Наше… И когда склабины стали «нашими», а акынджи и делилер врагами? И чего стоит пролитая кровь собратьев на моих руках и собственная рана, если вдуматься? Нередко я ловлю себя на мысли, что мог бы – да и хотел – вернуться в ряды войска Зауры, вновь надеть на себя синий кафтан ени чиры, скомандовать своим серденгетчи… Впрочем, а выжил ли кто из моих подчиненных в последней битве? Дело было очень жарким, судя по рассказу брата…
Но нет. В любом случае я уже не брошу отца. Да и Ренара…
При мыслях о девушке, сладко посапывающей рядом, меня вновь охватывает жгучий стыд – даже сейчас чувствую, как лицо горит, наливаясь кровью. Мои соотечественники – истинные соотечественники – сражаются, гибнут, прорываются к замку в предгорьях сквозь бесчисленные заслоны заурцев, отвечают контратаками на наскоки делилер, бьются на вылазках за провиантом. И гибнут… А я лежу тут с пустяковой раной, что никак не хочет закрыться из-за бесконечной тряски на ухабах, и бесстыдно наслаждаюсь всеми возможными благами, как лучшая еда или горячее, упругое тело влюбленной служанки…
Ренара… Сложно описать всю гамму чувств, что я испытал к своей первой женщине. Что тут говорить: ени чиры запрещено заводить семью, братья корпуса вне похода живут в казармах, где в бесчисленных тренировках развивают воинское искусство – и даже сама тема женщин никогда не всплывает в наших разговорах. За благочестием воинов следят младшие командиры, а за ними старшие – и никто во всем корпусе не имеет права взять жену. Таков древний устав корпуса, что своими корнями уходит к орденам странников-дерваши… Да, после взятия вражеских городов бывало, что кто-то из воинов пробовал взятую с боя женскую плоть – но ведь за это провинившегося ждет самое суровое наказание, вплоть до смерти. А я устава корпуса никогда не нарушал – ну, до встречи с отцом, разумеется…
И тут вдруг молодая красивая девушка, что неотступно за мной следит, ухаживает, протирает тело, касается своими бархатистыми пальцами моей кожи… Казалось, что на ней оставались ожоги – так она горела от одних лишь прикосновений девушки… Каждый миг вдыхать запах чистой женской кожи и чего-то еще, дурманяще сладкого и волнующего, заставляющего плоть бунтоваться, каждый раз чувствовать через легкую ткань жар ее молодого, крепкого и сильного тела… это была пытка. Сладостная пытка, окончания которой я, однако, нисколько не желал.

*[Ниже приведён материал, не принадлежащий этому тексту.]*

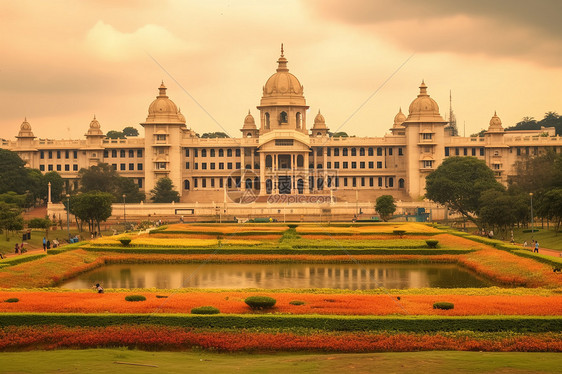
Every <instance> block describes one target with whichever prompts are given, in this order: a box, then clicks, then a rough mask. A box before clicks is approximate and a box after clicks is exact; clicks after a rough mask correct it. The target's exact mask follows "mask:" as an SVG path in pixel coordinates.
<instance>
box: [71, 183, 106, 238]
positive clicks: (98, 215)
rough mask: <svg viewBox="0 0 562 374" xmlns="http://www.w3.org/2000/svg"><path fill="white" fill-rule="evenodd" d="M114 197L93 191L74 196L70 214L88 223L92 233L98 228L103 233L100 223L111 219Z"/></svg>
mask: <svg viewBox="0 0 562 374" xmlns="http://www.w3.org/2000/svg"><path fill="white" fill-rule="evenodd" d="M112 202H113V195H112V194H110V193H107V192H101V191H91V192H86V193H83V194H79V195H76V196H74V197H73V198H72V199H71V201H70V213H72V214H73V215H75V216H76V217H77V218H79V219H80V220H81V221H83V222H87V223H88V227H89V230H90V232H91V231H94V230H95V229H96V228H97V231H98V232H100V231H101V227H100V222H104V221H106V220H107V219H108V218H109V217H111V212H112V208H111V204H112Z"/></svg>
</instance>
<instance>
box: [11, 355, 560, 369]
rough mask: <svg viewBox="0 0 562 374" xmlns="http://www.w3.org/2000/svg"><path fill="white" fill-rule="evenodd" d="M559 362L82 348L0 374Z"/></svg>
mask: <svg viewBox="0 0 562 374" xmlns="http://www.w3.org/2000/svg"><path fill="white" fill-rule="evenodd" d="M560 362H561V355H560V353H490V352H484V353H482V352H443V351H434V352H406V353H364V354H302V353H279V354H267V355H266V354H240V353H237V354H233V353H222V354H219V353H209V352H204V351H199V352H144V351H138V350H127V349H87V350H59V351H30V352H3V353H2V365H0V373H39V372H41V373H112V372H119V373H134V374H142V373H284V372H293V373H332V372H336V373H337V372H354V373H408V372H432V373H457V374H462V373H492V372H493V373H557V372H560ZM135 364H136V365H135ZM142 365H145V366H142Z"/></svg>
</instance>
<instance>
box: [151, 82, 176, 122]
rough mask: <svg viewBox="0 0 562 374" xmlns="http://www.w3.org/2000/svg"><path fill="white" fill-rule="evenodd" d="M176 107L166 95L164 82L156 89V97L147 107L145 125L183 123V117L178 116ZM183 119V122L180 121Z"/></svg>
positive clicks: (162, 82)
mask: <svg viewBox="0 0 562 374" xmlns="http://www.w3.org/2000/svg"><path fill="white" fill-rule="evenodd" d="M178 114H179V112H178V107H177V106H176V104H174V102H173V101H172V100H170V99H169V98H168V96H167V95H166V86H164V82H162V84H161V85H160V87H159V88H158V96H156V100H154V101H153V102H152V103H151V104H150V106H149V107H148V117H146V122H147V123H185V117H183V115H181V116H180V115H178ZM182 117H183V120H182Z"/></svg>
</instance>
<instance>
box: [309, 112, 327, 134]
mask: <svg viewBox="0 0 562 374" xmlns="http://www.w3.org/2000/svg"><path fill="white" fill-rule="evenodd" d="M325 128H326V120H325V119H324V116H323V115H322V114H321V113H320V109H319V110H318V114H317V115H316V117H315V118H314V125H313V126H312V129H313V130H316V129H325Z"/></svg>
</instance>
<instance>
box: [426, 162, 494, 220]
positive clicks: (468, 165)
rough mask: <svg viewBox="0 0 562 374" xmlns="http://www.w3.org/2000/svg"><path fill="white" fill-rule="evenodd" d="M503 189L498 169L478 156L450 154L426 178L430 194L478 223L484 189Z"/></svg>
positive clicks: (468, 217) (427, 197) (447, 206)
mask: <svg viewBox="0 0 562 374" xmlns="http://www.w3.org/2000/svg"><path fill="white" fill-rule="evenodd" d="M490 189H497V190H503V186H502V185H501V184H500V183H499V182H498V181H496V178H495V177H494V172H493V171H492V170H491V169H490V168H489V167H488V166H487V165H486V163H485V162H484V161H483V160H479V159H477V158H476V157H450V158H447V159H445V161H443V163H442V164H441V165H440V166H439V167H438V168H437V169H436V170H435V171H434V172H432V173H431V174H429V175H428V176H427V178H426V191H427V193H426V197H427V198H428V199H430V200H433V201H435V202H437V203H439V204H442V205H445V206H447V207H448V208H450V209H452V210H454V211H456V212H459V213H460V214H461V215H462V216H463V217H465V218H466V219H468V220H470V221H472V222H474V223H475V224H478V222H477V220H476V217H475V215H476V213H477V212H478V209H479V207H480V203H479V199H480V195H481V194H482V192H484V191H486V190H490Z"/></svg>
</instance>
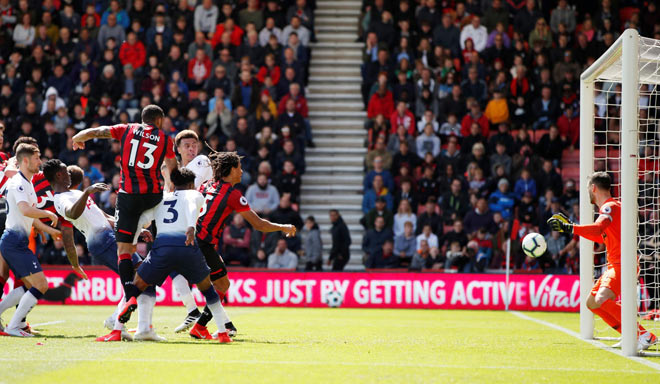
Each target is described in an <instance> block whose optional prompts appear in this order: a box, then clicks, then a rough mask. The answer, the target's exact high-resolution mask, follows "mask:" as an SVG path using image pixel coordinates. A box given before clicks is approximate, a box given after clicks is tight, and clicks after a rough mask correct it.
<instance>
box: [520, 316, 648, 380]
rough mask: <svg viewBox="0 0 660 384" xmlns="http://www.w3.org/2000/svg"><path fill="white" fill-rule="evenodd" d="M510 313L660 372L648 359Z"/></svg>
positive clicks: (556, 325) (570, 331) (556, 328)
mask: <svg viewBox="0 0 660 384" xmlns="http://www.w3.org/2000/svg"><path fill="white" fill-rule="evenodd" d="M509 313H511V314H512V315H514V316H517V317H519V318H521V319H523V320H528V321H533V322H535V323H537V324H541V325H545V326H546V327H549V328H552V329H554V330H557V331H560V332H563V333H565V334H567V335H569V336H573V337H574V338H576V339H578V340H582V341H584V342H585V343H588V344H591V345H593V346H594V347H598V348H600V349H603V350H605V351H608V352H611V353H614V354H615V355H618V356H621V357H625V358H626V359H629V360H632V361H634V362H637V363H640V364H643V365H646V366H647V367H649V368H652V369H655V370H656V371H658V372H660V364H657V363H654V362H652V361H649V360H648V359H645V358H643V357H639V356H626V355H625V354H623V352H621V350H619V349H616V348H612V347H610V346H608V345H606V344H603V343H601V342H600V341H597V340H585V339H583V338H581V337H580V335H579V334H578V333H577V332H573V331H571V330H570V329H566V328H564V327H562V326H559V325H557V324H553V323H550V322H548V321H545V320H540V319H535V318H533V317H531V316H527V315H525V314H524V313H520V312H517V311H510V312H509Z"/></svg>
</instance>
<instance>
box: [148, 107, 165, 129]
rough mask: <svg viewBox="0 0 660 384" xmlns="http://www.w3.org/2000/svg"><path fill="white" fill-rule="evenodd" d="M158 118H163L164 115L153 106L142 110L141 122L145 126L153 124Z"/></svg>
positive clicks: (160, 108)
mask: <svg viewBox="0 0 660 384" xmlns="http://www.w3.org/2000/svg"><path fill="white" fill-rule="evenodd" d="M159 117H165V113H164V112H163V110H162V109H161V108H160V107H159V106H157V105H155V104H149V105H147V106H146V107H144V109H143V110H142V122H143V123H145V124H153V123H154V122H156V119H158V118H159Z"/></svg>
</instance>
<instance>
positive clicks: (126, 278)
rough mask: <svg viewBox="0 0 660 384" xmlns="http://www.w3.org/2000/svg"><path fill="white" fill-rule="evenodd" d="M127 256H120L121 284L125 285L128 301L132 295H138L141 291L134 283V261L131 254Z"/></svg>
mask: <svg viewBox="0 0 660 384" xmlns="http://www.w3.org/2000/svg"><path fill="white" fill-rule="evenodd" d="M127 255H128V254H127ZM125 256H126V255H121V256H119V279H120V280H121V284H122V286H123V287H124V294H125V295H126V301H128V300H130V299H131V298H132V297H137V295H138V294H139V293H140V292H139V291H138V289H137V288H136V287H135V285H134V284H133V274H134V268H133V261H132V260H131V257H130V255H128V257H125Z"/></svg>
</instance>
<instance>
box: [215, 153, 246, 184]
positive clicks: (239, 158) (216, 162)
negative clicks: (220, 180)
mask: <svg viewBox="0 0 660 384" xmlns="http://www.w3.org/2000/svg"><path fill="white" fill-rule="evenodd" d="M209 160H211V168H212V169H213V178H214V179H215V180H216V181H218V180H221V179H222V178H223V177H227V176H229V174H230V173H231V170H232V169H234V168H236V167H238V166H239V165H240V164H241V157H240V156H239V155H238V153H236V152H213V153H211V154H209Z"/></svg>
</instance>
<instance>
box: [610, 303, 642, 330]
mask: <svg viewBox="0 0 660 384" xmlns="http://www.w3.org/2000/svg"><path fill="white" fill-rule="evenodd" d="M600 308H601V309H603V310H604V311H605V312H607V313H608V314H609V315H610V316H611V317H613V318H614V319H616V321H618V323H619V329H618V330H617V332H619V333H621V304H619V303H617V302H616V301H614V300H607V301H605V302H604V303H603V305H601V306H600ZM637 332H638V333H637V334H638V335H643V334H644V333H646V328H644V327H643V326H642V325H641V324H640V323H637Z"/></svg>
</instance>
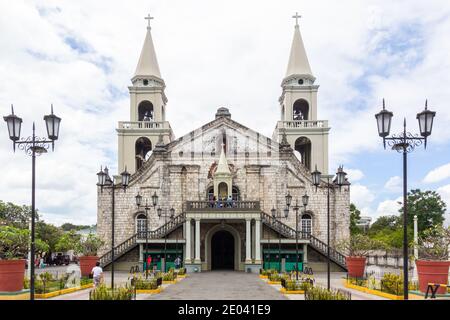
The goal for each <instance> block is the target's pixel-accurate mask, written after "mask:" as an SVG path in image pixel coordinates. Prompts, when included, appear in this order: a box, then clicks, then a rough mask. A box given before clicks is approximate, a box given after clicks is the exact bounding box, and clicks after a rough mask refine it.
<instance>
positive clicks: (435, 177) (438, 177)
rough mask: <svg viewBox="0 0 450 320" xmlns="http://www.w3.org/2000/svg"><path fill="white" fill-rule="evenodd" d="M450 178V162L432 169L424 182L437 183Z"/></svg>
mask: <svg viewBox="0 0 450 320" xmlns="http://www.w3.org/2000/svg"><path fill="white" fill-rule="evenodd" d="M448 178H450V163H447V164H445V165H443V166H440V167H438V168H436V169H434V170H432V171H430V172H429V173H428V174H427V175H426V176H425V178H424V179H423V182H424V183H437V182H441V181H444V180H446V179H448Z"/></svg>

В конце концов, когда я почувствовал себя лучше, а Ренара очень низко склонилась надо мной, щекоча шелковистыми волосами кожу на груди, я не удержался и заключил девушку в объятия, а после нашел губами ее губы… Она не сопротивлялась поцелую… и не сопротивлялась тому, что случилось после.
Пережитое заставило испытать меня дикий, всеобъемлющий восторг – а чуть позже я понял, что и для девушки это также был первый раз. Вскоре же я осознал, что если сам подчинился сиюминутному порыву, мужским, практически животным инстинктам, то для Ренары все было гораздо сложнее – и замешано на сильных чувствах. Тут были и девичья симпатия, и чисто женская жалость к раненому, и долгое, тоскливое одиночество – служанка в баронском, а после и королевском доме стоит на голову выше простых смертных и в то же время настолько ниже его хозяев и близких к ним людей, что ее просто не замечают… По крайней мере, до момента, когда не захотят воспользоваться, но, как оказалось, у девушки бойцовский характер и она умеет за себя постоять. Я понял это некоторое время спустя, когда попытался овладеть ею еще раз.
Словом, я хотел этого невероятного наслаждения единением с женщиной, а Ренара хотела чувств, причем настоящих, искренних, неподдельных – чувств, которых я к ней не испытывал и не испытываю. И вот тут-то я впервые пошел на настоящую, сознательную низость, признавшись в любви, которой на деле нет, чтобы заполучить желаемое… По чести сказать, Ренара всем хороша – и красотой, и чувством юмора, она неплохая рассказчица, а житейский ум и твердая воля заставляют испытывать к ней уважение – но не любовь. По крайней мере, не то всеобъемлющее и всепоглощающее чувство, ради которого мой отец десять лет провел в степи, а после обрек себя на добровольное безбрачие.